Weisthor, entre los dos oficiales de las SS, negó con la cabeza.
– Juro que es mentira, por mi honor como caballero y como oficial.
– Súbanle la manga izquierza -dije-. Ese hombre es un drogadicto. Kindermann le ha estado dando cocaína y morfina durante años.
Himmler hizo un gesto de asentimiento a los hombres que sujetaban a Weisthor, y cuando mostraron su antebrazo horriblemente lleno de cardenales, añadí:
– Si todavía no está convencido, tengo una declaración de veinte páginas hecha por Reinhart Lange.
Himmler siguió asintiendo. Poniéndose de pie, rodeó la silla y se detuvo frente a su Brigadeführer, el hombre sabio de las SS, y lo abofeteó con fuerza una vez y después otra.
– Quitadlo de mi vista -dijo-. Queda confinado en el cuartel hasta nuevo aviso. Rahn, Anders, eso va también para ustedes. -Alzó la voz hasta que casi alcanzó un tono histérico-. Fuera, he dicho. Ya no son miembros de esta orden. Los tres devolverán sus anillos con la calavera, sus dagas y sus espadas. Decidiré qué hacer con ustedes más tarde.

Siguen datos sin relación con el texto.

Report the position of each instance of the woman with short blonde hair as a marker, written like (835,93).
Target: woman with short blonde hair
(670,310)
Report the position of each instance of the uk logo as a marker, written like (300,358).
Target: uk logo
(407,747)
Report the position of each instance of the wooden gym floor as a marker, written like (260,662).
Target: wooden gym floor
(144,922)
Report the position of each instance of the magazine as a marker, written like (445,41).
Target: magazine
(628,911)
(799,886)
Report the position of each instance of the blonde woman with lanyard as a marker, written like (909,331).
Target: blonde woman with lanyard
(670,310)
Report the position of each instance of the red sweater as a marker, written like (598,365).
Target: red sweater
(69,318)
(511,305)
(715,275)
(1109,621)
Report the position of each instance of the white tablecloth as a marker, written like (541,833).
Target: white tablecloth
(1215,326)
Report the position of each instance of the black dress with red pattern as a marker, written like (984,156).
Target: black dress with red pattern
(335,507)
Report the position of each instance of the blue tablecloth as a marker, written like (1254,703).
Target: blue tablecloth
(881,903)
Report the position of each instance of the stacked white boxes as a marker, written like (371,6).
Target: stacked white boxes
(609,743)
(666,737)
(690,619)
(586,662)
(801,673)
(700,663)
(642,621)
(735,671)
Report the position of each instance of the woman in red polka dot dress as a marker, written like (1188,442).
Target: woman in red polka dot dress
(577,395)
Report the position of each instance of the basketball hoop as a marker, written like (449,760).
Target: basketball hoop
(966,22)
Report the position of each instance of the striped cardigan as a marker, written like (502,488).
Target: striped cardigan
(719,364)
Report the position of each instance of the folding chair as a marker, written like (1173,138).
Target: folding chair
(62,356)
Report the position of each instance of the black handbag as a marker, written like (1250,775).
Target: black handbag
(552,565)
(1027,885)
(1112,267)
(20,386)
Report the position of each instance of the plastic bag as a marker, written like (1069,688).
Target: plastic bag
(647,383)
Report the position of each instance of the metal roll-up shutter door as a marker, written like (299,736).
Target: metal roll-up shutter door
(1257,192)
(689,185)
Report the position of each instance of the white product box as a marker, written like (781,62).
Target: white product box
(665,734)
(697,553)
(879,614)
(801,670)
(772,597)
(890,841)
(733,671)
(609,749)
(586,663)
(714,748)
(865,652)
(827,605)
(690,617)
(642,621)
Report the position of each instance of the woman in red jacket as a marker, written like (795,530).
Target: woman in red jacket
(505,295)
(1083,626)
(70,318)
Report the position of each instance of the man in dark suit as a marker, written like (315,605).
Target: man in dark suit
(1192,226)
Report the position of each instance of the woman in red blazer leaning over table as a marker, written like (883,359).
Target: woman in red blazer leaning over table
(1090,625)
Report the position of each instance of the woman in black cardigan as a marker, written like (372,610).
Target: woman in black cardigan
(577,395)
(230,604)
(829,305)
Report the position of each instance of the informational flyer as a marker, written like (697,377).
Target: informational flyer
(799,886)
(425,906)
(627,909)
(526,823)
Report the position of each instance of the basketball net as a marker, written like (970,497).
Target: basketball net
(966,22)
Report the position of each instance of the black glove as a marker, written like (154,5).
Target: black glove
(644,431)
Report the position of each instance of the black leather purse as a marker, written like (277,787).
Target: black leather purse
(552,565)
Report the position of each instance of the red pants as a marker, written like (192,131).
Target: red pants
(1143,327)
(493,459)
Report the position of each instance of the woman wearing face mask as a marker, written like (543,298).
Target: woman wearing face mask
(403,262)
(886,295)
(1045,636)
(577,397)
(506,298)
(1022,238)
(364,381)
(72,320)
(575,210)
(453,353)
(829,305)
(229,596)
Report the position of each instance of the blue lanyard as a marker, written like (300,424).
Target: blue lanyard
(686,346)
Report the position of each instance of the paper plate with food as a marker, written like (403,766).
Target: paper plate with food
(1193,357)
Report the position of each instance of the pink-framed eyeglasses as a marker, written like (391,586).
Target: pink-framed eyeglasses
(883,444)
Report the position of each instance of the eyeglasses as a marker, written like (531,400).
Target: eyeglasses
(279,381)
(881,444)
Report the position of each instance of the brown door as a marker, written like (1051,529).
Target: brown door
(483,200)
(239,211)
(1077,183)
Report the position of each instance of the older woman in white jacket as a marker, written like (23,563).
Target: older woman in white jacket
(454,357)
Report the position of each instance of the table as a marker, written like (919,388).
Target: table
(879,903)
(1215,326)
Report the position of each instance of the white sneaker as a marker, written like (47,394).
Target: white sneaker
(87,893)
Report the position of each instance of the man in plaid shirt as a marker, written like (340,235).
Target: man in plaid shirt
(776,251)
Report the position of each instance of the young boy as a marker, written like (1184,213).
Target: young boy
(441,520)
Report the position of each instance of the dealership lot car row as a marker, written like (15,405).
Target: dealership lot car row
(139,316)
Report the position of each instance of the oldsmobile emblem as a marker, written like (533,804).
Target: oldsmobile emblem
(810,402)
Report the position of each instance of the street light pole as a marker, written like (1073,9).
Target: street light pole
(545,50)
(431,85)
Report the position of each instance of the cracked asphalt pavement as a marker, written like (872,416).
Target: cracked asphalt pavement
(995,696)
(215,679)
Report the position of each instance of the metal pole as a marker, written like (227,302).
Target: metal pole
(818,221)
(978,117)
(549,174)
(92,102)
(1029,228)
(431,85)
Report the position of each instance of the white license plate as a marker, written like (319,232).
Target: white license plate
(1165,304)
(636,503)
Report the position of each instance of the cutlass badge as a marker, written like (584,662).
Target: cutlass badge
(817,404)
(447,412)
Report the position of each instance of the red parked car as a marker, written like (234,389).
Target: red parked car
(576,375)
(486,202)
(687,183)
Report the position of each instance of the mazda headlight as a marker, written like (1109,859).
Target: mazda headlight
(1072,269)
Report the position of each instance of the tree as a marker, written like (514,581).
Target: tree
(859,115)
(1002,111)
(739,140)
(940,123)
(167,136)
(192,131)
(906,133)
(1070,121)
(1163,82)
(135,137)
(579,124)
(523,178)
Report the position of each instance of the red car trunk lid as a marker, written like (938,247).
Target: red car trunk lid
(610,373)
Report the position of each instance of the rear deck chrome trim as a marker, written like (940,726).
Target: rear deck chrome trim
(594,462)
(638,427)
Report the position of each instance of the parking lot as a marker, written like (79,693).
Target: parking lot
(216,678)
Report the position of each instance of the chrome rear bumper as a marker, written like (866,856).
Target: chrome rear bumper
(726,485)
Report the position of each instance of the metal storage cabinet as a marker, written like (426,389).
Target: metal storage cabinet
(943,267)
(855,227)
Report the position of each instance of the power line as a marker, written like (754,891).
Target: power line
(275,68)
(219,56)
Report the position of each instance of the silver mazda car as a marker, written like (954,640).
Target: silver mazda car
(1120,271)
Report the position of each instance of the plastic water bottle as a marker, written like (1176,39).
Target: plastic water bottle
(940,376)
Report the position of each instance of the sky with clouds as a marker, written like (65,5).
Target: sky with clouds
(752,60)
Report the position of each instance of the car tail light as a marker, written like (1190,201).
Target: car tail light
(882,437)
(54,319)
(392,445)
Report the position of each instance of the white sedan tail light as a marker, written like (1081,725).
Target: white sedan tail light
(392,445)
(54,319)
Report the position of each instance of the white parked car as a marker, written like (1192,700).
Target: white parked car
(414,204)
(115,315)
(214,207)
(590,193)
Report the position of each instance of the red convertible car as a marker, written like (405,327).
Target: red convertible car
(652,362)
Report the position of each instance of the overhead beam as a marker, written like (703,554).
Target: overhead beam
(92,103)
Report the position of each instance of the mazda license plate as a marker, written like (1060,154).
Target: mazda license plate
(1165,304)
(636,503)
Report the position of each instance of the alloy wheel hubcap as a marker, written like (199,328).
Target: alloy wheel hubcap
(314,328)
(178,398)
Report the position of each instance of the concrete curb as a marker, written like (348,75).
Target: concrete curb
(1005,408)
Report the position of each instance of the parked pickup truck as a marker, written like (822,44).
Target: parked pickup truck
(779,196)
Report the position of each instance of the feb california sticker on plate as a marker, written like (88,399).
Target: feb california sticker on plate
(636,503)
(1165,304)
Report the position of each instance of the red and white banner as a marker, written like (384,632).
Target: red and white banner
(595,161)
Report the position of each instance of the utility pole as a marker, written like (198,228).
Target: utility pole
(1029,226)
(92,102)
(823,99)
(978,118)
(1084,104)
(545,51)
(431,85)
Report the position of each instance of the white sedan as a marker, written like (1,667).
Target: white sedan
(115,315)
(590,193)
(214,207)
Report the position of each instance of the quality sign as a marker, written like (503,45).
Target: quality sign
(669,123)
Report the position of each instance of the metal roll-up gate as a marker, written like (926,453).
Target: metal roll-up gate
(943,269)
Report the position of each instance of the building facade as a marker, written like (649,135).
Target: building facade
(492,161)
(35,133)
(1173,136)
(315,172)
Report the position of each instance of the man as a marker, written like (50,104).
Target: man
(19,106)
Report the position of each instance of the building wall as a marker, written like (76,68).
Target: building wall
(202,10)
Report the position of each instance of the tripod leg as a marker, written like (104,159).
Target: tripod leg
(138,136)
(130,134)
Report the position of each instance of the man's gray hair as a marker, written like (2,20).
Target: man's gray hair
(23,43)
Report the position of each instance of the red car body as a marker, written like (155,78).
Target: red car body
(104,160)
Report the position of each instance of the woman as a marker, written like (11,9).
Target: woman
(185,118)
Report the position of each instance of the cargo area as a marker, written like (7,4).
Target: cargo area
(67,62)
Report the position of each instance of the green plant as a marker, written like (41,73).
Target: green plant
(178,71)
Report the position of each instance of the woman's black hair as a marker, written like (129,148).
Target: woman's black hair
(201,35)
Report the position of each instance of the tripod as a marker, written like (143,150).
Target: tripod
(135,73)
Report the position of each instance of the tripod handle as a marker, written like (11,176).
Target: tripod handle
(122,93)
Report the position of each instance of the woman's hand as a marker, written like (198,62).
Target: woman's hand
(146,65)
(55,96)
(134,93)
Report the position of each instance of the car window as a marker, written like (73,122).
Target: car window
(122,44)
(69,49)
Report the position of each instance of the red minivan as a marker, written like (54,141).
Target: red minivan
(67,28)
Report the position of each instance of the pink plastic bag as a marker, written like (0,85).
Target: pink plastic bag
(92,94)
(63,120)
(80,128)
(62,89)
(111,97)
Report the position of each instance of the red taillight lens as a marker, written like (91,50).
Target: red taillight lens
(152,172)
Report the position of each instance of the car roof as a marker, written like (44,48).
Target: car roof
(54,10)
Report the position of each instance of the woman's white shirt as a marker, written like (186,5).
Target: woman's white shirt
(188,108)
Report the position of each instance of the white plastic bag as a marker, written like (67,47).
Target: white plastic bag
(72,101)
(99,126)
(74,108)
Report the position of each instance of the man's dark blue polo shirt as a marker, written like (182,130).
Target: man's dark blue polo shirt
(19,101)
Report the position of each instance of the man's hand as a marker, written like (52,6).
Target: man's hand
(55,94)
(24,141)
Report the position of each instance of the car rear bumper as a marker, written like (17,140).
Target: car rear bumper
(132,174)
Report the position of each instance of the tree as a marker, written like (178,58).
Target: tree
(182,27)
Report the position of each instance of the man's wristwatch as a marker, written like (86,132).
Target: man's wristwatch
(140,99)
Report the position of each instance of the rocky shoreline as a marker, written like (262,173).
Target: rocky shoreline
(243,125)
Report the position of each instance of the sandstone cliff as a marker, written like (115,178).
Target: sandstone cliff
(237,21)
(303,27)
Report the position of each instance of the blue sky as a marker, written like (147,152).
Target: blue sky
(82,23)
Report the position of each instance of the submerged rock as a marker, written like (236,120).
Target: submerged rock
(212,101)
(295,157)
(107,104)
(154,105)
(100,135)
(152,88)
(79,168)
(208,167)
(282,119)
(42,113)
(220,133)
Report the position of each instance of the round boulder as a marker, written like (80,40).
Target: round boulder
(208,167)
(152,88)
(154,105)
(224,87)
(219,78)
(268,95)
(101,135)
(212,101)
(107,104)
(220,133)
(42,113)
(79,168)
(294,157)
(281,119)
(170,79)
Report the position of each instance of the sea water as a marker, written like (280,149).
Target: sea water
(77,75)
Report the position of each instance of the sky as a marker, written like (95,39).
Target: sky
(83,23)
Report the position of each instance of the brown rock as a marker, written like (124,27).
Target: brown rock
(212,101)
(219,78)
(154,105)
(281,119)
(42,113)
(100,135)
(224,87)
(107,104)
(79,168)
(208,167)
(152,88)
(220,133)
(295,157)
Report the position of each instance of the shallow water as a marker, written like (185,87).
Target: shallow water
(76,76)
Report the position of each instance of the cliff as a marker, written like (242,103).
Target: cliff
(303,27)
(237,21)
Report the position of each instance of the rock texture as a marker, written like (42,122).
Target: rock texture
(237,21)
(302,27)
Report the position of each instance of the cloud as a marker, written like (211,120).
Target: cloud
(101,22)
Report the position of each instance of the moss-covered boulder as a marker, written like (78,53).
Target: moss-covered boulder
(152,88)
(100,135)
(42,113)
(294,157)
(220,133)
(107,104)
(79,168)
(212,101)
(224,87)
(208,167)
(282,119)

Arthur Nebe llamó a los guardias que estaban a la espera, y cuando aparecieron les ordenó que escoltaran a los tres hombres hasta sus habitaciones.
A estas alturas todos los oficiales de las SS que había en torno a la mesa estaban boquiabiertos de asombro. Solo Heydrich permanecía en calma, y su cara alargada no daba más pistas de la indudable satisfacción que sentía ante la aplastante derrota de sus enemigos que si hubiera estado hecha de cera.
Con Weisthor, Rahn y Anders enviados fuera bajo vigilancia, todos los ojos estaban ahora fijos en Himmler. Por desgracia, sus ojos estaban demasiado fijos en mí, y enfundé la pistola sintiendo que el drama todavía no había terminado. Durante varios e incómodos segundos se limitó a mirarme fijamente, recordando sin duda que yo lo había visto en casa de Weisthor, a él, el Reichsführer SS y jefe supremo de la policía alemana, crédulo, engañado, traicionado… falible. Para el hombre que se veía a sí mismo en el papel de Papa Nazi para el Anticristo de Hitler, era demasiado para soportarlo. Colocándose lo bastante cerca de mí como para que yo oliera la colonia de su rostro pequeño y puntilloso, muy bien rasurado, y parpadeando furiosamente, con la boca torcida en un rictus de odio, me dio una fuerte patada en la espinilla.
Gemí de dolor, pero seguí de pie, casi en posición de firmes.
– Lo ha echado a perder todo -dijo, temblando de ira-. Todo, ¿me oye?
– He cumplido con mi trabajo -gruñí.
Creo que me habría vuelto a dar un puntapié de no ser por la oportuna intervención de Heydrich.
– Puedo responder de ello -dijo-. Quizás, en estas circunstancias, sería mejor posponer esta sesión durante una o dos horas, por lo menos, hasta que haya podido recuperar su compostura, Reichsführer. Descubrir una traición tan flagrante en el interior de un foro tan querido para el Reichsführer como este sin duda le habrá causado una profunda conmoción. Como nos ha sucedido igualmente a todos nosotros.